AL

Anton Leicht

8 karmaJoined

Comments
1

Thank you for the post, it's interesting and, I think, neglected work on realistic scenarios to take a look at positive goals. 

I have a relatively easy time imagining what a stable failure mode looks like - if everyone's dead, for instance, it seems like they're likely to stay dead. I'm somewhat less certain about how to model a truly stable success mode. What you describe seems to be in essence one successfully aligned AGI and how we might get there. Do you think that is sufficient to be a stable good state regarding AI safety - i.e. a state in which the collective field of AI safety can take a breath and say 'we did it, let's pack it up'? I ask this because it seems important to not be hasty about defining success modes, a false sense of security seems generally dangerous.

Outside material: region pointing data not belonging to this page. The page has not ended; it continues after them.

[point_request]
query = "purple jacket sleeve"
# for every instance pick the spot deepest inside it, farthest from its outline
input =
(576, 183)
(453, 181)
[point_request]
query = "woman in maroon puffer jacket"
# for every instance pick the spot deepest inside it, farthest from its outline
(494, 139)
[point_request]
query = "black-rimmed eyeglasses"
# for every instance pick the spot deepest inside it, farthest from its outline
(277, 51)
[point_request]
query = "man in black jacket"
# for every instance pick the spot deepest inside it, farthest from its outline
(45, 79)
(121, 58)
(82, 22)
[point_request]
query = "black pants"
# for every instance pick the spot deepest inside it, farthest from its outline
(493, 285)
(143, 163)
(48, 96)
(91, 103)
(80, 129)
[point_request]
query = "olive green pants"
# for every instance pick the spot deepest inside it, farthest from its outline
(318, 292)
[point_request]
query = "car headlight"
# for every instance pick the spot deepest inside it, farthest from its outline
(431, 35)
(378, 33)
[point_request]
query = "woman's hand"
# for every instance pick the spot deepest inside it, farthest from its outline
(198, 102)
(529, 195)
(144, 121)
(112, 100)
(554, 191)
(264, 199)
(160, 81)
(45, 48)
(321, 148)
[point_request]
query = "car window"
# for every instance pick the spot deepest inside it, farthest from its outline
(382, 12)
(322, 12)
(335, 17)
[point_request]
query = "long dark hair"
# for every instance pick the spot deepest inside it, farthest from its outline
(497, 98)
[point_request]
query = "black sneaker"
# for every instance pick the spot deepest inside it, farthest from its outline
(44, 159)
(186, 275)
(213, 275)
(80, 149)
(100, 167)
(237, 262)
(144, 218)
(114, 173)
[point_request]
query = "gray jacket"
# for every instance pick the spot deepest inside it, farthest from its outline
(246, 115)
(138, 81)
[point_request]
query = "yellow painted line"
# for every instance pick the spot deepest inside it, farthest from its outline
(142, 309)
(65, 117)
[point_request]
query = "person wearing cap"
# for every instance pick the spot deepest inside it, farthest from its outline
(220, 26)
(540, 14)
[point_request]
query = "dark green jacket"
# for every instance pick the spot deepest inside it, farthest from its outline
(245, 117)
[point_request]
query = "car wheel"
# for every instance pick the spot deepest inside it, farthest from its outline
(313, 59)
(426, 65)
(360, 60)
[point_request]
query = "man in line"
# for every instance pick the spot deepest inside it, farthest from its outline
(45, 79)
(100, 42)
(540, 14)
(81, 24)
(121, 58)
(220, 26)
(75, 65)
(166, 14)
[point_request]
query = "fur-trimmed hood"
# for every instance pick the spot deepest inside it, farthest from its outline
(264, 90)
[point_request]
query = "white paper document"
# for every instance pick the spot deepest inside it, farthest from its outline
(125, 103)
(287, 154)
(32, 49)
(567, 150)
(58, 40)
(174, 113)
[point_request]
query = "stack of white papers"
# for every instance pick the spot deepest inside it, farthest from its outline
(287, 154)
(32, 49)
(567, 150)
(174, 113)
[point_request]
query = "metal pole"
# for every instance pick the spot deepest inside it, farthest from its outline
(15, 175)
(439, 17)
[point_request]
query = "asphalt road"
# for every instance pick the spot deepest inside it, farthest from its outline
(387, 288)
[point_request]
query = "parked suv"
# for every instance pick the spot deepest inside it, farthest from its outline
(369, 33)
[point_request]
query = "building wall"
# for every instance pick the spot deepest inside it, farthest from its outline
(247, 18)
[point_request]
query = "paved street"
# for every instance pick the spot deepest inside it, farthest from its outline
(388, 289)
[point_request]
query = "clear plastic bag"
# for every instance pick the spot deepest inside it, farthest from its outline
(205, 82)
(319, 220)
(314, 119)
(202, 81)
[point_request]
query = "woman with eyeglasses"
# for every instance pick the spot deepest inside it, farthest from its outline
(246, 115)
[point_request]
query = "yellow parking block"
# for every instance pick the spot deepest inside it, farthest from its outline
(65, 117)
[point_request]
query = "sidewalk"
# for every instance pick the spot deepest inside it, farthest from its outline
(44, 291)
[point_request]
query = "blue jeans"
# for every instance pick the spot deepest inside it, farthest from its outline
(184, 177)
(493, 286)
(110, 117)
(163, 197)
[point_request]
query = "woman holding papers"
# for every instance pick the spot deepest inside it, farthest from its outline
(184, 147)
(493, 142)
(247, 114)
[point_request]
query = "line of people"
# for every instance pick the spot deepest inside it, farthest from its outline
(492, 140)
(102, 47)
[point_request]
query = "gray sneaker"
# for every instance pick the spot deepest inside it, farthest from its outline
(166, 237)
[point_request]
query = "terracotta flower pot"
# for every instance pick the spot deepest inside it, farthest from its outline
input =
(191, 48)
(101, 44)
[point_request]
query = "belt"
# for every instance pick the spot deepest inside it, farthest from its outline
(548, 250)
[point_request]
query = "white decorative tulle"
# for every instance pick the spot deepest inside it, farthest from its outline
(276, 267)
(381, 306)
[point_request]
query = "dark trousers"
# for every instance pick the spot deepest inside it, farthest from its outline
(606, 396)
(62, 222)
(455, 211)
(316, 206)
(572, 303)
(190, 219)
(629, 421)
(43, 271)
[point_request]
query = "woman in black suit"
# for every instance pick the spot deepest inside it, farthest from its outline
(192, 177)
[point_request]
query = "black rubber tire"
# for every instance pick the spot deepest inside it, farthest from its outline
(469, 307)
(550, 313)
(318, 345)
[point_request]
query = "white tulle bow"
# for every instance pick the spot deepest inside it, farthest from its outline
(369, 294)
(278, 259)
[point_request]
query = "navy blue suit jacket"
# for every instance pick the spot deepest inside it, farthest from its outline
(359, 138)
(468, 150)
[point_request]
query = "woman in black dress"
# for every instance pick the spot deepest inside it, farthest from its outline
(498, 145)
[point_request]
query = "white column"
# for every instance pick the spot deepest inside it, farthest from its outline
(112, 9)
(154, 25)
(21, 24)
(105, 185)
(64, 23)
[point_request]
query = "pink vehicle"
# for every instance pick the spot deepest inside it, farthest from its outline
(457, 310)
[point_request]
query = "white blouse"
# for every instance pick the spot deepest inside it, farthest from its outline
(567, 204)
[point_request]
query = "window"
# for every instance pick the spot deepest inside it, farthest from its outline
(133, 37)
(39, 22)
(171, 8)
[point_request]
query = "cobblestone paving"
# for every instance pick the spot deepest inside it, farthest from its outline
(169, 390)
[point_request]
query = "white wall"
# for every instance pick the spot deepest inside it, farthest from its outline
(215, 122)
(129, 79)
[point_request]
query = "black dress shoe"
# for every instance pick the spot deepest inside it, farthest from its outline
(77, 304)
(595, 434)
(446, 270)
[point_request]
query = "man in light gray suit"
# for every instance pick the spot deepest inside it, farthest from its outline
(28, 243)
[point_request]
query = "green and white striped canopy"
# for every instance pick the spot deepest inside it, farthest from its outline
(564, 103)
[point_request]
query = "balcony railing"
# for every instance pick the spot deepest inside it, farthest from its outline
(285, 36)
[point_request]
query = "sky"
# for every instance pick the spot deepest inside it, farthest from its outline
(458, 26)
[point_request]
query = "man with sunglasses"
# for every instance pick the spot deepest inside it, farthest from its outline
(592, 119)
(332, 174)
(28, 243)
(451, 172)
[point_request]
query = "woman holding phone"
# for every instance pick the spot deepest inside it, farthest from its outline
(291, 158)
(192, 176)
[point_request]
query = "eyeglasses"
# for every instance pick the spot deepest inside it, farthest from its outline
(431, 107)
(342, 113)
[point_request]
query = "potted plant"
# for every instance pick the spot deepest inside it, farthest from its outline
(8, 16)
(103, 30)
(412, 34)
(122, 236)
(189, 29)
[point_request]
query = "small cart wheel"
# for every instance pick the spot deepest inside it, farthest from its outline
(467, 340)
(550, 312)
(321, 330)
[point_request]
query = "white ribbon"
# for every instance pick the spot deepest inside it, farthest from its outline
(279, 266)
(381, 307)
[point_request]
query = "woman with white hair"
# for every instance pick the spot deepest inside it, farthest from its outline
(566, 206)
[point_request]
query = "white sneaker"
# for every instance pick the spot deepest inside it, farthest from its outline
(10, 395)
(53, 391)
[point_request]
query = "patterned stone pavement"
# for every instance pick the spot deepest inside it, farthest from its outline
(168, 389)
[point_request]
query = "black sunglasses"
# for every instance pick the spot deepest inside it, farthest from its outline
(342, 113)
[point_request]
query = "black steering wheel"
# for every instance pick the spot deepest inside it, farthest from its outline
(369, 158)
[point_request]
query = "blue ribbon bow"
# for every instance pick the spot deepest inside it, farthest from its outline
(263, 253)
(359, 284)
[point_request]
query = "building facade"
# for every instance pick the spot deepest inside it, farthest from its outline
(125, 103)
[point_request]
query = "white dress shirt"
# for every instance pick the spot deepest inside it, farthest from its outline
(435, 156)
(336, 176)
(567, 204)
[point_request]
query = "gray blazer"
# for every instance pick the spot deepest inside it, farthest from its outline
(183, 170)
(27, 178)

I would imagine you might think that one aligned AGI can prevent less well-aligned AGIs from coming into existence; but that of course might come with a potentially concerningly powerful influence on the world. Or that there is a general baseline interest in not building unaligned AGI, so that once the alignment problem is solved, there's just no reason for unaligned AGI coming into existence? Especially in a very slow, multipolar take-off scenario, an isolated success in aligning one AGI doesn't necessarily seem to translate to a global success story. (Even less so if you're worried about how the unaligned and aligned AI might interact).

Another failure mode for an ostensibly stable good state is of course that you just think the AI is aligned and the actions suggested by its value function only come apart from what we think it should do (doesn't even need to be a particularly treacherous or a particularly big turn). Accordingly, some success modes might be more stable than others - i.e. in how certain we can be that the AI is actually correctly aligned and not just seemingly. 

This is a bit of a random collection of thoughts - the TL;DR question version might be: How stable do you think the success in your success stories is?